Mary Percy (1570–1642) was an English noblewoman who founded an English Benedictine Monastery in Brussels and served as its abbess.

==Life==
Mary Percy was born on 11 June 1570, the youngest daughter of Thomas Percy, 7th Earl of Northumberland, and his wife Anne Somerset. Her father was executed for his part in the Rising of the North and her mother who had been involved, left the country with the infant Mary. Her siblings were left in England and brought up by their paternal uncle, Henry Percy, 8th Earl of Northumberland.

Feeling called to religious life, she first spent some time with the Flemish Augustinian Canonesses. Finding this unsatisfactory, she decided to establish a Benedictine convent for English women. She purchased a house in Brussels and asked Benedictine nun Joanne Berkeley to be abbess. Percy was joined by Dorothy Arundell, and Dorothy's sister, Gertrude. This was the first community of English nuns to be established since the Reformation.

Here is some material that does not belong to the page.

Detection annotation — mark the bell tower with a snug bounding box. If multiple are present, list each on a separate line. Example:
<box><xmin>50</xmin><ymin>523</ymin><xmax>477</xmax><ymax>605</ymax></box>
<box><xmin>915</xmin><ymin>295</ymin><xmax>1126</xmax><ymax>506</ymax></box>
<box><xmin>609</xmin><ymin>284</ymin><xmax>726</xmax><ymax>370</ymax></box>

The Convent of the Assumption of Our Blessed Lady was established in Brussels on 21 November 1599. Percy was clothed as a nun and made her profession of vows on 21 November 1600. The first abbess was Joanne Berkeley. Percy brought to the monastery a dowry of 5000 florins. Difficulties arose between those nuns who wanted a Jesuit confessor and those who preferred a different spiritual approach. These disagreements persisted into Percy's subsequent tenure as abbess.

Berkeley died in 1616 and Percy was elected abbess, serving until her death in Brussels on 13 September 1642. The convent had the support of the Infanta Isabella.

==Works==
- Innocency Justified and Insolency Repressed (1632), Harley MS 4275
- Isabella Berinzaga, Abridgement of Christian Perfection, translated by Mary Percy.